ACTIVE ONLINE LEARNING FOR SOCIAL MEDIA ANALYSIS TO SUPPORT CRISIS MANAGEMENT
DOI:
https://doi.org/10.62643/Abstract
The rapid growth of social media platforms has
transformed them into critical sources of real-time
information during emergencies and crisis
situations. Millions of users actively share updates,
images, and opinions, which can provide valuable
insights for authorities if analyzed effectively.
However, the massive volume, unstructured nature,
and presence of irrelevant or misleading content
make it challenging to extract meaningful crisisrelated
information. Traditional systems relying on
manual monitoring or static models fail to handle
real-time data streams efficiently. To address these
challenges, this project proposes an intelligent
system based on Active Online Multiple Prototype
Classification (AOMPC) for real-time crisis
detection and analysis. The system continuously
processes streaming social media data, classifies
posts into relevant crisis categories, and adapts
dynamically through online learning. It
incorporates active learning strategies that request
labeling only for uncertain data, thereby reducing
manual annotation effort while improving accuracy.
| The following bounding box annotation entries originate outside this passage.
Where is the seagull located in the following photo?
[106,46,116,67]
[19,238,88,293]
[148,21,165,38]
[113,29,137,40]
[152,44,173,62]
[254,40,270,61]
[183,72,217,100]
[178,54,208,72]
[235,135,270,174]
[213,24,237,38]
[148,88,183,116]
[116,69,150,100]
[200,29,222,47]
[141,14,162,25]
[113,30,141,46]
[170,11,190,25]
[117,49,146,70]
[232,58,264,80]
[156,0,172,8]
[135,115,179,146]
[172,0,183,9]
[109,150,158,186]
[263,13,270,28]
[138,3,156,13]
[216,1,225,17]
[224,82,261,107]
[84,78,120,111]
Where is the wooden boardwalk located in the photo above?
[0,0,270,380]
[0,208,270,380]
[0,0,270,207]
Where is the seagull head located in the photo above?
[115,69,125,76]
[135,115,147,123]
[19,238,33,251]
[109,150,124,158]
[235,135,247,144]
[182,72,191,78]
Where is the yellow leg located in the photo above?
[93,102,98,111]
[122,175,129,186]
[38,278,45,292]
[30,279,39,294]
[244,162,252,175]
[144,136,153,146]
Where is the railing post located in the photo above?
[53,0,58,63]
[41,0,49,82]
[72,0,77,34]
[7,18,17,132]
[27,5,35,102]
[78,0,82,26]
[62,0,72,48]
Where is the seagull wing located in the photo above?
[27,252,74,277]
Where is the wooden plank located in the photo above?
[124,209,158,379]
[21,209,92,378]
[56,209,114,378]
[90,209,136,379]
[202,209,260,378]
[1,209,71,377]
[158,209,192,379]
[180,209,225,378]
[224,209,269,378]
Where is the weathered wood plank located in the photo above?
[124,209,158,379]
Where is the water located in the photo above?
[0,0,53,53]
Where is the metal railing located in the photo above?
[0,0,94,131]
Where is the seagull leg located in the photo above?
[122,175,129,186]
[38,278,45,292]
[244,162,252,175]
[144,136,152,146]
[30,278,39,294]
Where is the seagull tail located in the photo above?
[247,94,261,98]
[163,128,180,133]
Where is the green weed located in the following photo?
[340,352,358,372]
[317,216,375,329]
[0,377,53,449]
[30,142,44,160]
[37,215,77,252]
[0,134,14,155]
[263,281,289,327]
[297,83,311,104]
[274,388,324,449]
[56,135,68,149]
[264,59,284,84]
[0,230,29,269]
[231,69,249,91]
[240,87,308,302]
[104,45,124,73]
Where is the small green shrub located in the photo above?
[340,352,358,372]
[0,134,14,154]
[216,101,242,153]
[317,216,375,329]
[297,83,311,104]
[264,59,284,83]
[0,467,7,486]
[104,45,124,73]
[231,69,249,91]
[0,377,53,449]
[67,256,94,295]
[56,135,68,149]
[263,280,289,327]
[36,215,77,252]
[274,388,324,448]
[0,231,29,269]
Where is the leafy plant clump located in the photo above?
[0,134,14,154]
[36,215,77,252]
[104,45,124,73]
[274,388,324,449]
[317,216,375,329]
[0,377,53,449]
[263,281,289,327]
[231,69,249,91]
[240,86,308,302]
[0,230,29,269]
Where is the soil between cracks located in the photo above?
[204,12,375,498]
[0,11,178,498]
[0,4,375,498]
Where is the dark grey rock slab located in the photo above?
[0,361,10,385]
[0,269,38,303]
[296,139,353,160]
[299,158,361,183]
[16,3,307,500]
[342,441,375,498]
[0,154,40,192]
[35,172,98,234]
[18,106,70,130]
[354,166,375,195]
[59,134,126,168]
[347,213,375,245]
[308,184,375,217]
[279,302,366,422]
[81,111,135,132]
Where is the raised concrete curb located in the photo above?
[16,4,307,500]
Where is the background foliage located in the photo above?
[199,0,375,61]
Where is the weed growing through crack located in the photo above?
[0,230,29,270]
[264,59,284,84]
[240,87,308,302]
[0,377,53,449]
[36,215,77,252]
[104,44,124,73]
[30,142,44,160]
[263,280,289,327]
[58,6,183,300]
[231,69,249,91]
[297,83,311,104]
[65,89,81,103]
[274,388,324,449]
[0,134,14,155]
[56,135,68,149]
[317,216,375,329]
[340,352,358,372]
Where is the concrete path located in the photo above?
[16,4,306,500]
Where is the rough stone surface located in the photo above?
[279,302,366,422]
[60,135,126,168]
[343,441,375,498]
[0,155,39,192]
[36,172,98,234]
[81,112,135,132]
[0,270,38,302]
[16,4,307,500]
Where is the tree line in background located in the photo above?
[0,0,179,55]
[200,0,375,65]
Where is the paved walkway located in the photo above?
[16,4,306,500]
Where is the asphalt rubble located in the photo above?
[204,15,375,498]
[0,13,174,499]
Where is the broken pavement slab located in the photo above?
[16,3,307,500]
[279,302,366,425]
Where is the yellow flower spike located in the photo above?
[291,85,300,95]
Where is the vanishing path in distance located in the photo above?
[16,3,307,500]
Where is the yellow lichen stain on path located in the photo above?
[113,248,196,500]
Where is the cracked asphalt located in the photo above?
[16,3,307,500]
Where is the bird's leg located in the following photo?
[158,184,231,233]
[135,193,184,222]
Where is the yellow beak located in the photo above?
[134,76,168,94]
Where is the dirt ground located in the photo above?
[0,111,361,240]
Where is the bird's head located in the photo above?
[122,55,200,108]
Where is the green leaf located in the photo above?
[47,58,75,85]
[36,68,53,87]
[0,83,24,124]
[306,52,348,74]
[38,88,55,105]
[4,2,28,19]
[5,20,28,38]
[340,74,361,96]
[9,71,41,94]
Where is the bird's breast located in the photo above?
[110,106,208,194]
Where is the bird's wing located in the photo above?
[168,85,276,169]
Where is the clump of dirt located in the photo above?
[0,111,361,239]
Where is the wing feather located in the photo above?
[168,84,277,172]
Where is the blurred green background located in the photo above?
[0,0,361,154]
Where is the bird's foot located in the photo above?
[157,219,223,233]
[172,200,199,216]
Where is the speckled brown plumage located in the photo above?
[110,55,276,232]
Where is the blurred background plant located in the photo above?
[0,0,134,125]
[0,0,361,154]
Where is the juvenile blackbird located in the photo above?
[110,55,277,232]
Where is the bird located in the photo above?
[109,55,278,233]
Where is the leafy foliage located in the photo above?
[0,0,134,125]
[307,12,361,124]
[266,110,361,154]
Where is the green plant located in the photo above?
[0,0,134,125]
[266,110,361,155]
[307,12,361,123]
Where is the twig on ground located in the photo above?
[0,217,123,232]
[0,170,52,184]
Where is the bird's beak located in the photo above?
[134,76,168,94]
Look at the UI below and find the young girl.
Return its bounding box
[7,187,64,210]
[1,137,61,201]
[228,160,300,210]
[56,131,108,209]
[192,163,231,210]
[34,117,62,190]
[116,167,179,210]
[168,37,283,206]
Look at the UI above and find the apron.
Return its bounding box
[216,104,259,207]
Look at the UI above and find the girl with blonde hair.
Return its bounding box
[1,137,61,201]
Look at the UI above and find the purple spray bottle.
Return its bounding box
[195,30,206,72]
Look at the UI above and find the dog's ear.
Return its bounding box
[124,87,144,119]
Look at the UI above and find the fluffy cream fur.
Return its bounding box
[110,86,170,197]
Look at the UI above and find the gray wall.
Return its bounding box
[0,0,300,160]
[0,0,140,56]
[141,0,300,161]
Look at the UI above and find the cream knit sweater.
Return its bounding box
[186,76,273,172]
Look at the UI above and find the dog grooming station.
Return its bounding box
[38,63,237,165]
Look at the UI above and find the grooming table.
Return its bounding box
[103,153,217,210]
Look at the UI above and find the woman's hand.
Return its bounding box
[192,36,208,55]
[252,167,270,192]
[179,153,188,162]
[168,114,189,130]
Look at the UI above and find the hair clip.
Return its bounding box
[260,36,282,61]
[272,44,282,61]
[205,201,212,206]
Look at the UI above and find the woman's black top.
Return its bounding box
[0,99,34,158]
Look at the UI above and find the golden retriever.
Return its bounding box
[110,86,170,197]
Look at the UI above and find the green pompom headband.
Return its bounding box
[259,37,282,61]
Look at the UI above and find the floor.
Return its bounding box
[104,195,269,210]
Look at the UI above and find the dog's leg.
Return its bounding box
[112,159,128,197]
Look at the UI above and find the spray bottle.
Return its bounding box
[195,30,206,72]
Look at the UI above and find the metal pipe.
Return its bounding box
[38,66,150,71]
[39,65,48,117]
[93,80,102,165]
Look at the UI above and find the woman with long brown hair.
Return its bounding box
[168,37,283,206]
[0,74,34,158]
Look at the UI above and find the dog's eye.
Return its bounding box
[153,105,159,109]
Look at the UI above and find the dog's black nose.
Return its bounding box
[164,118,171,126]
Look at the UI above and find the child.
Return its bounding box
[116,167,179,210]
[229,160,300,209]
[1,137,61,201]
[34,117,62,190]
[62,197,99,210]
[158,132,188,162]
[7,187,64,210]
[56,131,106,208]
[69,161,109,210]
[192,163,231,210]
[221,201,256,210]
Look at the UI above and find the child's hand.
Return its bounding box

The proposed system integrates Natural Language
Processing (NLP), machine learning, and rolebased
access mechanisms to provide a scalable and
secure platform. Administrators can monitor
suspicious users, while investigators can analyze
event-specific data for informed decision-making.
The system is implemented using Python, Django,
and MySQL, ensuring flexibility and scalability. By
enabling real-time crisis identification and filtering
of relevant information, the proposed solution
enhances situational awareness, reduces response
time, and supports efficient crisis management
operations.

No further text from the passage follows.